Il y a loin de la coupe aux lèvres.

Sur la portée réelle du sommet, même si Pepe Escobar considère dans Asia Times que l’alliance entre Moscou et Pékin, actuels moteurs de la contestation de l’ordre ancien et de Washington au sein des BRICS porte un projet alternatif global, la réalité oblige à dire qu’il y a loin de la coupe aux lèvres, tandis que la rumeur dit que le volontarisme chinois irait jusqu’à envisager de renouveler l’erreur européenne confondant élargissement et puissance.

Selon la presse russe, Wang YI, le Ministre des Affaires étrangères chinois proposerait d’ouvrir le groupe à une liste non arrêtée de pays allant du Pakistan à l’Indonésie, en passant par le Bangladesh, l’Iran, le Nigeria, la Corée du sud, l’Egypte, le Mexique, la Turquie, le Tadjikistan, la Guinée et la Thaïlande. Parmi ces candidats potentiels étaient présents à la session de Xiamen, le présidents Sissi d’Egypte et Alpha Conde de Guinée président en exercice de l’OUA, le Thaïlandais Prayut, le Mexicain Pena Nieto et le président Tadjik Emomali Rahmon.

Concrètement, des critiques montent à propos de l’efficacité de la banque des BRICS et de ses procédures de financement.
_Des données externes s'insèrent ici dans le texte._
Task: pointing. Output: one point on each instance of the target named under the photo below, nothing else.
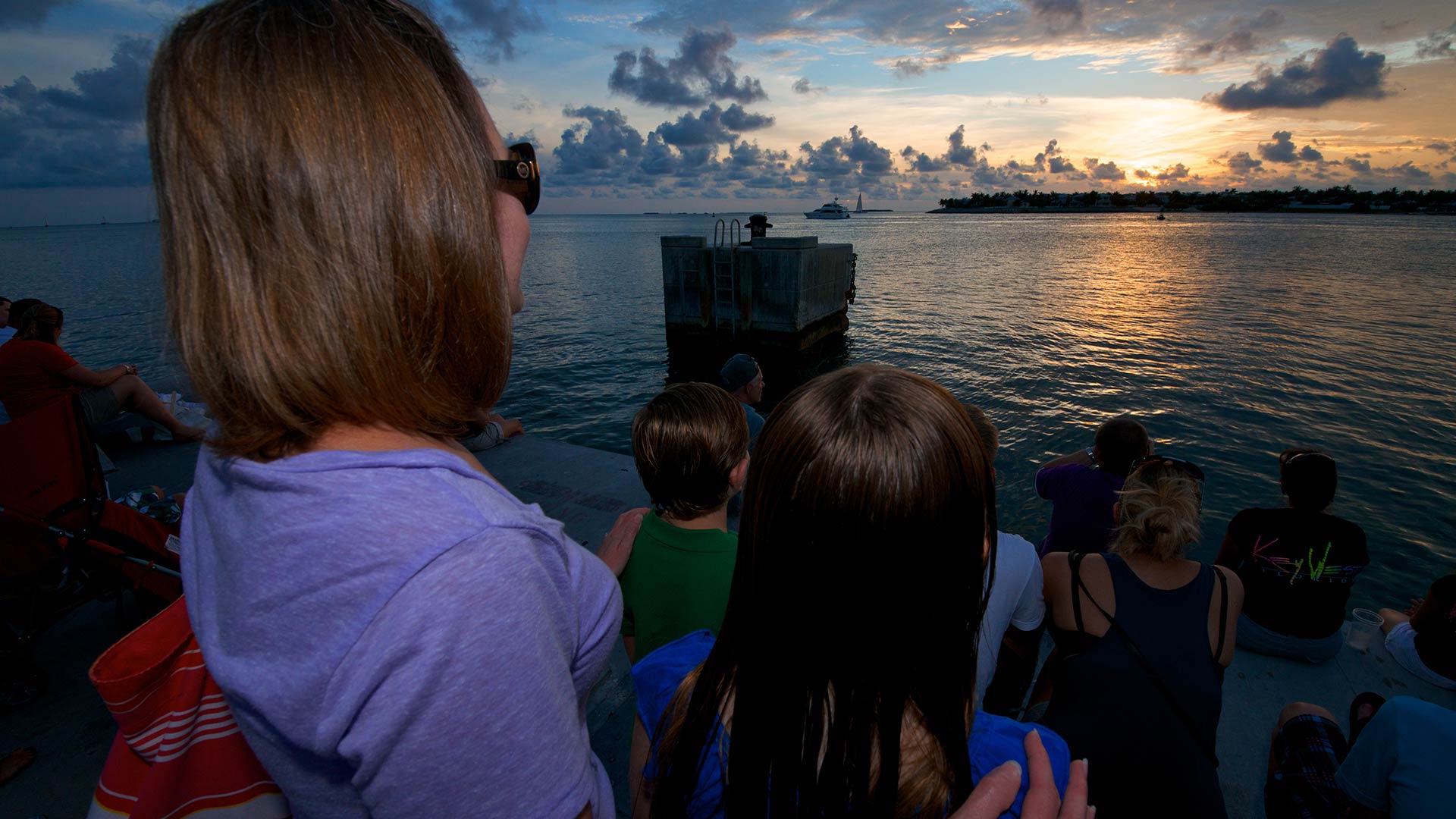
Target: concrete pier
(587, 488)
(785, 290)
Même Pékin qui avait engagé 41 Mds de $ lors de la création de la banque s’essouffle puisqu’à Xiamen la Chine n’a mis sur la table que 500 millions de Yuan soit 76 millions de $ à comparer avec les 46 Mds engagés au Pakistan en 2015, un projet que New-Delhi en froid avec Islamabad observe d’ailleurs avec un intérêt mêlé d’inquiétude.

Lire Le Pakistan, premier souci stratégique de Pékin. Les faces cachées de l’alliance.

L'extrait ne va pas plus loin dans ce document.